Über das BSW denkt in der taz der Politikredakteur Stefan Reinecke nach. Allzu großen Schrecken empfindet er nicht: "Der Aufstieg des BSW ist Teil einer Art Italienisierung des deutschen Parteiensystems: Die beiden tragenden Säulen Union und SPD verlieren in einem langsamen Prozess ihre zentrale Stellung. Situative EmpörungsunternehmerInnen wie Wagenknecht sind im Aufwind. Der Osten mit seinen losen Parteibindungen ist da Trendsetter." Als "links" will Reinecke das BSW nicht sehen: "An der Stelle der Ausgeschlossenen aus dem kapitalistischen System adressiert sie nun 'die Fleißigen'. Die sind ein Synonym für den biodeutschen 'kleinen Mann', der sich vom Gendern und von Migranten, von globalen Konzernen und grünen Eliten bedroht fühlt.

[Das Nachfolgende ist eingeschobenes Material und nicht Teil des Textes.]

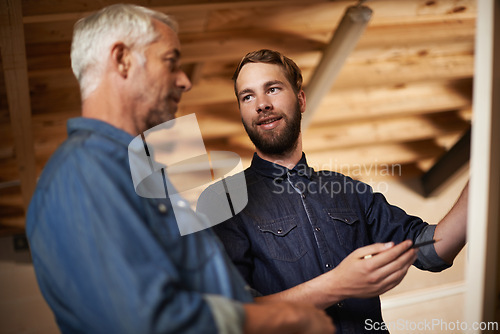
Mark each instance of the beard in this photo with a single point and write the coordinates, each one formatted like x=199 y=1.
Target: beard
x=278 y=143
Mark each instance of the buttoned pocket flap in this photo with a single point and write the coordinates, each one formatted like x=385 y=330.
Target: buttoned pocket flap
x=346 y=218
x=278 y=228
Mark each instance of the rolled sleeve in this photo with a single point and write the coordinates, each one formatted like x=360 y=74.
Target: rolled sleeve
x=229 y=315
x=427 y=256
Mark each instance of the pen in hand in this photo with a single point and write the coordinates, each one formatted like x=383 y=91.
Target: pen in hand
x=417 y=245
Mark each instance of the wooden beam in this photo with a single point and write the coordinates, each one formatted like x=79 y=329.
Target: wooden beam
x=447 y=165
x=16 y=80
x=410 y=98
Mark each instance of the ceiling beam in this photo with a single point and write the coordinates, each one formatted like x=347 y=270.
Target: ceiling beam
x=345 y=38
x=13 y=55
x=447 y=165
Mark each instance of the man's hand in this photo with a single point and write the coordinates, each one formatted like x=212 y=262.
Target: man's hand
x=283 y=317
x=372 y=270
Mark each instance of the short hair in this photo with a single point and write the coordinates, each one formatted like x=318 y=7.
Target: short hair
x=93 y=36
x=290 y=69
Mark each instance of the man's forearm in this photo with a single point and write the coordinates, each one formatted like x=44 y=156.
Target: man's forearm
x=452 y=229
x=281 y=317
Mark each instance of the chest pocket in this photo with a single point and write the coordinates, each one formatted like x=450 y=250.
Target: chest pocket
x=282 y=238
x=346 y=226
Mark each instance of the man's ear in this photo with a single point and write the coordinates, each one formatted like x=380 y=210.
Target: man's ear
x=302 y=100
x=121 y=59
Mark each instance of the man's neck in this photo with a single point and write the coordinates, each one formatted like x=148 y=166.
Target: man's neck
x=287 y=159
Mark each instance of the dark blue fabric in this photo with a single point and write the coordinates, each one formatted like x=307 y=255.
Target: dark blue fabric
x=109 y=261
x=299 y=224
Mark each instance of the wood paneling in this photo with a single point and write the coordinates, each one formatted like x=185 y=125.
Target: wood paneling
x=402 y=98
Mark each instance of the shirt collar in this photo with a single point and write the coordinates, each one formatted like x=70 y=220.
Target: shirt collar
x=99 y=127
x=275 y=171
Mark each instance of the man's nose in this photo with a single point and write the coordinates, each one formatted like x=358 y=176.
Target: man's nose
x=263 y=104
x=183 y=81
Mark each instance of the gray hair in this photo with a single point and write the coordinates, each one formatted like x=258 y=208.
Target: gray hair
x=94 y=35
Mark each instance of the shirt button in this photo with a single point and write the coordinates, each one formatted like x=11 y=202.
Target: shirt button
x=162 y=208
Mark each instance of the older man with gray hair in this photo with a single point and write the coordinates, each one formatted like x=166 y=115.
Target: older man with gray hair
x=106 y=259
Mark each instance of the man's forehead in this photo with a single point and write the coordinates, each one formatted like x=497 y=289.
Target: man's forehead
x=257 y=74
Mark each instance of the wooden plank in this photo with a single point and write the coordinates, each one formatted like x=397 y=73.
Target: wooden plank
x=55 y=10
x=16 y=79
x=360 y=133
x=372 y=155
x=454 y=159
x=392 y=100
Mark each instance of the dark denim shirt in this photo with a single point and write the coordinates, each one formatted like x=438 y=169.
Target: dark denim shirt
x=299 y=224
x=109 y=261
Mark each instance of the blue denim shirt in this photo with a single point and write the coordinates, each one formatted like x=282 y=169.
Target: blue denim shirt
x=299 y=224
x=109 y=261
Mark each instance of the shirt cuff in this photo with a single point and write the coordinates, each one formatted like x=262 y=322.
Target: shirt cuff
x=427 y=256
x=229 y=315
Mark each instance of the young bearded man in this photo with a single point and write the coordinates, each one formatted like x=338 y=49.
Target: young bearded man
x=310 y=235
x=106 y=259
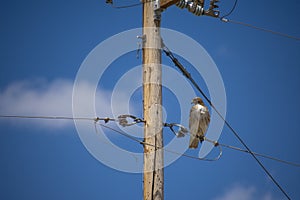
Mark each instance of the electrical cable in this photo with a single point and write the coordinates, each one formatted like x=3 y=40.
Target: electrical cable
x=231 y=11
x=189 y=77
x=130 y=5
x=259 y=28
x=156 y=147
x=171 y=125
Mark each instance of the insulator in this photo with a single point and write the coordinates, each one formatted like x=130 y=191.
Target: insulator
x=182 y=4
x=196 y=9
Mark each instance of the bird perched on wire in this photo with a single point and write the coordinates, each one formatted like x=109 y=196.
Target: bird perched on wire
x=198 y=122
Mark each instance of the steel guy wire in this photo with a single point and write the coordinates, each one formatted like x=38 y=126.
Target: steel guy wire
x=231 y=11
x=258 y=28
x=181 y=133
x=163 y=148
x=129 y=5
x=189 y=77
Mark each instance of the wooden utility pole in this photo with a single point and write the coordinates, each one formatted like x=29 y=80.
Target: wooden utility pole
x=152 y=95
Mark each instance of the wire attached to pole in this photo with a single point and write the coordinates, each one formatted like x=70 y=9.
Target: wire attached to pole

BSW appelliert so an die 'alte Mitte' (Andreas Reckwitz), an Handwerker, Kleinunternehmer und Facharbeiter, die sich vom Zentrum an den Rand geschoben fühlen." Den Putinismus des BSW spricht Reinecke nicht an, der hofft, dass der Lack an der BSW abgeht, wenn man sie an Regierungen beteiligt.

Die immer stärkere Hinwendung vieler Ostdeutscher zum Rechtsextremismus deutet der Politologe Hans Vorländer in der FAZ als eine Art Rache "angesichts der Deutungsmacht der etablierten, westdeutsch geprägten audiovisuellen Medien." Man sah sich als Opfer "einer asymmetrischen Konstellation, die als wenig wertschätzend und übergriffig gegenüber den Befindlichkeiten ostdeutsch sozialisierter Menschen empfunden wurde. Auch der mit der Vereinigung vollzogene Elitenaustausch in Wirtschaft und Politik wurde weitgehend so erfahren. Eine Kanzlerin Merkel und ein Bundespräsident Gauck änderten nichts an dieser Wahrnehmung, im Gegenteil, wurden sie doch als Teil des politischen Establishments gesehen."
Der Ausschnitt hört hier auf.